Andorra Geschichte

    Aus WISSEN-digital.de

    Antike

    Das heutige Andorra gehörte zwischen dem 2. Jahrhundert v.Chr. und dem 5. Jahrhundert n.Chr. wie die gesamte iberische Halbinsel zum Römischen Reich (Provinz Hispania). Den Römern folgten die Westgoten, dessen König Roderich musste um 711 vor den Mauren kapitulieren, die - aus Afrika kommend - bereits den Süden der Iberischen Halbinsel erobert hatten. 712 war das Gebiet des heutigen Andorra Teil des arabischen "Al-Andalus".

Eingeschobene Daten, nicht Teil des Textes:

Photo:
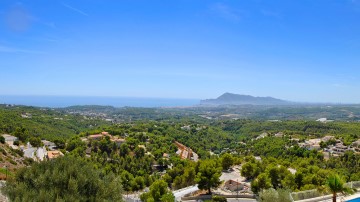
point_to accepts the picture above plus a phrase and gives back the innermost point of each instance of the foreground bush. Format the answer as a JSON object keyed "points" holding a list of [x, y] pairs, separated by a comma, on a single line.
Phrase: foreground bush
{"points": [[63, 179]]}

    Mittelalter und frühe Neuzeit

    Als die Mauren zu Beginn des 9. Jahrhunderts den Armeen Karls des Großen weichen mussten, wurde das Gebiet Teil des fränkischen Reiches. Der Sohn Karls des Großen, Ludwig der Fromme, überließ das Gebiet dem spanischen Bischof von Seo de Urgel, einer Stadt in den Ostpyrenäen. Bis ins 12. Jahrhundert hinein stritten sich weltliche und kirchliche Feudalherren um den Besitz von Andorra, bis es endgültig unter die Lehnsherrschaft des katalanischen Bischofs von Seo de Urgel kam. Durch geleistete Waffenhilfe beim Kampf gegen die Mauren machte auch der Graf von Caboet bzw. sein Nachfolger, der Graf von Fois, Ansprüche auf das Gebiet geltend. In einem Schiedsspruch (Paréage-Vertrag) vom 8. September 1278 wurde Andorra zu einem französisch-spanischen Kondominat erklärt, das gemeinsam von einem spanischen und einem französischen Landvogt regiert wurde. Mit Abänderungen blieb dieser Vertrag prinzipiell bis zur Verfassung von 1993 gültig.

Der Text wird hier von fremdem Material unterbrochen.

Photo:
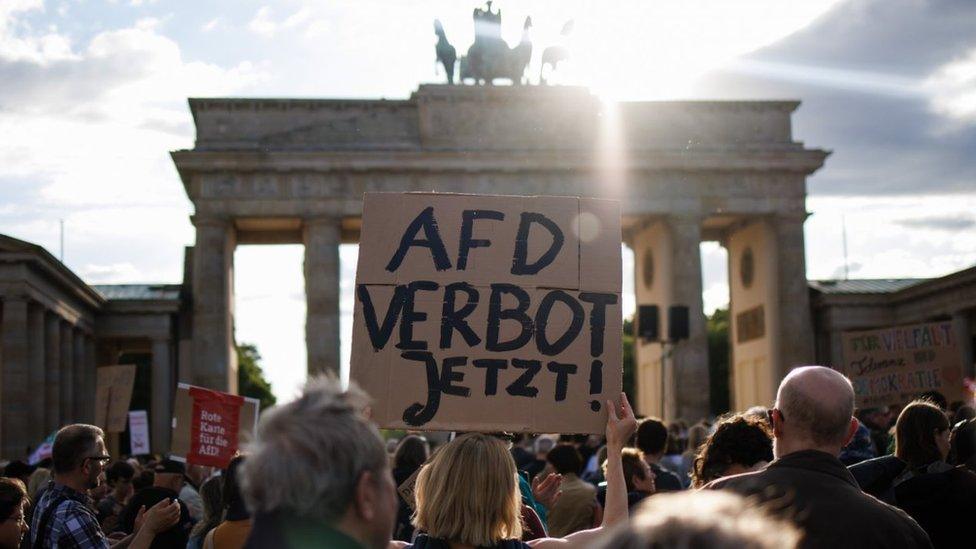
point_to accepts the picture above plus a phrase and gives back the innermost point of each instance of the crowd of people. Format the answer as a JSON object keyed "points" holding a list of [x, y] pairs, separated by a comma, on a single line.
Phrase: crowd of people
{"points": [[809, 472]]}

    Die Herrschaftsrechte der Grafen gingen im 16. Jahrhundert auf die französische Krone über, so dass das Staatsoberhaupt Frankreichs gemeinsam mit dem jeweiligen Bischof von Urgel die Geschicke des Landes leitete. Zwar hatten die Andorraner bereits zu Beginn des 15. Jahrhunderts eine gewisse innere Autonomie erreicht in Form eines Landesrates ("Consell de la Terra", 1419), der auch Gesetze erlassen durfte, jedoch waren diese von der Zustimmung des spanischen und des französischen Co-Fürsten abhängig, die auch für alle außenpolitischen Entscheidungen zuständig waren. Ende des 17./Anfang des 18. Jahrhunderts hatte Andorra etwa 3 000 Einwohner. Durch die Beschaffenheit der gebirgigen Landschaft und das Nichtvorhandensein anderer Ressourcen konnten die Bewohner nur durch den Handel überleben, der durch die von Frankreich und Spanien gewährte Handelssteuerbefreiung ermöglicht wurde.

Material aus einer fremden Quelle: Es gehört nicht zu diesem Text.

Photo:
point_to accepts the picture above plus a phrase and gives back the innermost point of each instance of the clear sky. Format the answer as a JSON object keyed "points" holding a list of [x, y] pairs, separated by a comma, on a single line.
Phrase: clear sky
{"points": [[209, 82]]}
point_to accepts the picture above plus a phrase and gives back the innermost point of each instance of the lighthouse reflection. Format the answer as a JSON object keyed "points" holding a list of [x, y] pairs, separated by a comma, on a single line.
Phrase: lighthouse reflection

    Einführung der Demokratie

    1806 wurde Andorra von Napoleon Bonaparte zur Republik erklärt, doch erst in der zweiten Hälfte des 20. Jahrhunderts wurde hier ein modernes demokratisches Staatswesen geschaffen: 1966 Einführung der gesetzlichen Sozialversicherung, 1970 das allgemeine Wahlrecht, 1982 die Trennung von Exekutive und Legislative. In den 80er Jahren trat eine Regierung an die Seite der Volksvertretung (Generalrat), die nacheinander von Oskar Ribas Reig, Josep Pintat i Solans und dann erneut von Oskar Ribas Reig geführt wurde.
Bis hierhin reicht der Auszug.